There is no doubt that the millenial mindset is expanding to include all aspects of the U.S. economy. Food retailers have been quick to notice this emerging market and have begun to appeal directly to the demographic. Gourmet taco maker U.S. Taco Co. has tapped into it by offering milkshakes in mason jars and “1%er” tacos with lobster meat. After ordering, customers are given license plates so servers can correctly identify them. Even the logo is off-center, featuring a pink skull. However, one thing remains hidden: U.S. Taco Co. is actually an outpost of Taco Bell.

Increasingly, major companies are testing smaller craft labels for economic viability when compared to their own well-established brands. While some companies have tried acquisitions of trendy restaurants in the past, those moves come with high risk as such shops are usually not ripe for expansion or development. Developing a new craft brand internally is seen as a way to tap into new markets without overburdening the company with additional risk. PepsiCo introduced Caleb’s for designer cola, and McDonald’s opened a cafe called The Corner in Australia that utilized foods like lentils and eggplant in its menu. In both cases, the parent corporations did not readily disclose that they owned the new designer brands. While stopping short of denying their ownership, marketing plans for both companies rely on distancing themselves from the larger consumer brands that own them.
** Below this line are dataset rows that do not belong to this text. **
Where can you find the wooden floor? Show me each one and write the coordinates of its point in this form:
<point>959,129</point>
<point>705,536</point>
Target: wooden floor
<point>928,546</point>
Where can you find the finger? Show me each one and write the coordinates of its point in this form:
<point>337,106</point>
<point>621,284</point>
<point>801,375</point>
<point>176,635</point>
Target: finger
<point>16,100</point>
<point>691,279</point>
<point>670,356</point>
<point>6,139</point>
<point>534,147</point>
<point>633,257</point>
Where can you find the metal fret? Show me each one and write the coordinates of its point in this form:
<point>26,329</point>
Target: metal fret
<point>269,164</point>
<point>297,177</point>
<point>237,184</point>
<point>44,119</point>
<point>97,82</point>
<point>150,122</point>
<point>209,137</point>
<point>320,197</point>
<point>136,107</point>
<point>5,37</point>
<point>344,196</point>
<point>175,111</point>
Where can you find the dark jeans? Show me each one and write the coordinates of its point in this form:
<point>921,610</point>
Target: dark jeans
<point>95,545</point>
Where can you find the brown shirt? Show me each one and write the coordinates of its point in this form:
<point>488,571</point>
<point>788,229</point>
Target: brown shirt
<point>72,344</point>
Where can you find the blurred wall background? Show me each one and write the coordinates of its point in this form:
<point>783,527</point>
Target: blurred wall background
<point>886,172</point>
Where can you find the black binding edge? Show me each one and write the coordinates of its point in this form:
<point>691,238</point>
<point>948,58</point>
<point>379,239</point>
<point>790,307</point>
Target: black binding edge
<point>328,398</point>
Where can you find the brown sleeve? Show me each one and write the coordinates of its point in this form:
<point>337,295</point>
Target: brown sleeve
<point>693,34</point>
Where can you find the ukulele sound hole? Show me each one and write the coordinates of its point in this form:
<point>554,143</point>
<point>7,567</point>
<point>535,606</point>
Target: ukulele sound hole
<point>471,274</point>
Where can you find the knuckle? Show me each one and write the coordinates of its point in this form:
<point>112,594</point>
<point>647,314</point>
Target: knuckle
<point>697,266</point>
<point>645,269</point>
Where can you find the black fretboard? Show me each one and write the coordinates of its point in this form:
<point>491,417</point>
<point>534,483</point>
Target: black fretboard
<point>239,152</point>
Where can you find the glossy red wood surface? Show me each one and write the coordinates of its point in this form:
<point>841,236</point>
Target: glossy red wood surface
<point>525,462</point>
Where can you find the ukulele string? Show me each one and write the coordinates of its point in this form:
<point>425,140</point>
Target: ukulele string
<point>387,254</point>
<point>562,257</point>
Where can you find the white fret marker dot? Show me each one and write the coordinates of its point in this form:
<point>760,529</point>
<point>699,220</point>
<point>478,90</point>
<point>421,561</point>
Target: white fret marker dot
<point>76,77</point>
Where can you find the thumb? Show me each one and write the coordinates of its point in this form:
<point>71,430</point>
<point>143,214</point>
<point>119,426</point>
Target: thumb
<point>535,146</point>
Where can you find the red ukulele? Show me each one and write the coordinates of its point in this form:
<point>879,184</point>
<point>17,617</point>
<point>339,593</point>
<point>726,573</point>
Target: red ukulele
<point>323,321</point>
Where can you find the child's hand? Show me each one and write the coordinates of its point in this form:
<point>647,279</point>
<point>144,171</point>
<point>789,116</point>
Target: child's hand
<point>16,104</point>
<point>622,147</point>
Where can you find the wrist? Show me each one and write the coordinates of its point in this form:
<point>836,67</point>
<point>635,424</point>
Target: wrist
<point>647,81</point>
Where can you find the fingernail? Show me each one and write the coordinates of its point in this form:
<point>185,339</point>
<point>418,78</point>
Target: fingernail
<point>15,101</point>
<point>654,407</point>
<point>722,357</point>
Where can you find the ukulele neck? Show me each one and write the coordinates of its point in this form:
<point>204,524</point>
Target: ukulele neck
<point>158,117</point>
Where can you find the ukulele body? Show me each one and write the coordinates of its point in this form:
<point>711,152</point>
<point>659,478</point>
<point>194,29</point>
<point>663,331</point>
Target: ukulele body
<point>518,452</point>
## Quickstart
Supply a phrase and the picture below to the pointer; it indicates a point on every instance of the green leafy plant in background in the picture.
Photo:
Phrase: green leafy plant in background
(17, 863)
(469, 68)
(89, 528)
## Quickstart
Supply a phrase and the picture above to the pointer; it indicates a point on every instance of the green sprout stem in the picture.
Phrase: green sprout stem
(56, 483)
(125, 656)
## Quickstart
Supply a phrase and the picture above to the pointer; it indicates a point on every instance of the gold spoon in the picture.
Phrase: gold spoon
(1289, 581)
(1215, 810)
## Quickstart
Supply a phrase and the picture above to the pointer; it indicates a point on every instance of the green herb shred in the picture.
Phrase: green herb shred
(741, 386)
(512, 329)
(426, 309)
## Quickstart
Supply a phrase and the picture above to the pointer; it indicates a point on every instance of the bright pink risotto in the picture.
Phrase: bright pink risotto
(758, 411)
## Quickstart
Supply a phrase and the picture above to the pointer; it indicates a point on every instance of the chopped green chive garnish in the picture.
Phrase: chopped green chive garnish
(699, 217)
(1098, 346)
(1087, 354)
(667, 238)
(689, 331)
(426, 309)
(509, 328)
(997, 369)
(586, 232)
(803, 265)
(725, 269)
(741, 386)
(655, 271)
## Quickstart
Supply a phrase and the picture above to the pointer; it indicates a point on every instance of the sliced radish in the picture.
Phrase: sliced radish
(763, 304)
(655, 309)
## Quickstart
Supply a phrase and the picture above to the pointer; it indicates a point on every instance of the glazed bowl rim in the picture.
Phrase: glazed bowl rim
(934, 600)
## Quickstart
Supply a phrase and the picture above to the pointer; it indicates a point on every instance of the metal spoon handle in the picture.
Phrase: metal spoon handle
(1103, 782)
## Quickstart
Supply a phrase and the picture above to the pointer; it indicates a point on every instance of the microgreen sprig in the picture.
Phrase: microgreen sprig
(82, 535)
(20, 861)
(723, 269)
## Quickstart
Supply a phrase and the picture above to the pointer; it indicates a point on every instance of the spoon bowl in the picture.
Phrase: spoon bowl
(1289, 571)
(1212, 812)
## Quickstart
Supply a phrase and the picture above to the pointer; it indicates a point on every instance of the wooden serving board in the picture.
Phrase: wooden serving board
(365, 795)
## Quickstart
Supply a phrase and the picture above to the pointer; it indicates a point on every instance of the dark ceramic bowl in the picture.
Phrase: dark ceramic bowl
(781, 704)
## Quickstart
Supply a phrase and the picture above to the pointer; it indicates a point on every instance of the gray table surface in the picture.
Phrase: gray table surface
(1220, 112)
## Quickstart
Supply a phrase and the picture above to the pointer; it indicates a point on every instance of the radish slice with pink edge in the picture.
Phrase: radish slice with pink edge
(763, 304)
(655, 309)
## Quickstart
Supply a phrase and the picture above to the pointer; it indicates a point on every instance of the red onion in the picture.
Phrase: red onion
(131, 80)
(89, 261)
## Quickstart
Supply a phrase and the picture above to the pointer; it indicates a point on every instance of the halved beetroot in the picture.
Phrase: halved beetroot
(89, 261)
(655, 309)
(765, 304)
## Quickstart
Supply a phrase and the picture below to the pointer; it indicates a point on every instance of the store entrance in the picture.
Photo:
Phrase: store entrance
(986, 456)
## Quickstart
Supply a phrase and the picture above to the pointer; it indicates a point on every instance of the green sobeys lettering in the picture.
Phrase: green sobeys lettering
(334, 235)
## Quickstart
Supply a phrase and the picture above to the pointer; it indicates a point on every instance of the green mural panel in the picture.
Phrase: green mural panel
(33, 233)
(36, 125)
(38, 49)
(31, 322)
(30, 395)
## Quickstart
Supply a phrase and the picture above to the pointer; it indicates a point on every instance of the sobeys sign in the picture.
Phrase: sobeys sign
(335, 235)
Low-key efforts are becoming a go-to marketing tactic for capturing customers in their 20s and 30s. Qualities like “real” and “authentic” are top priorities for the age group, and big brands don’t resonate with them like they did with their parents. In addition, millennials are looking for fresh products, a fact that has not escaped food industry executives as they stream-line menu choices but also offer more options, fresher ingredients and less preservatives.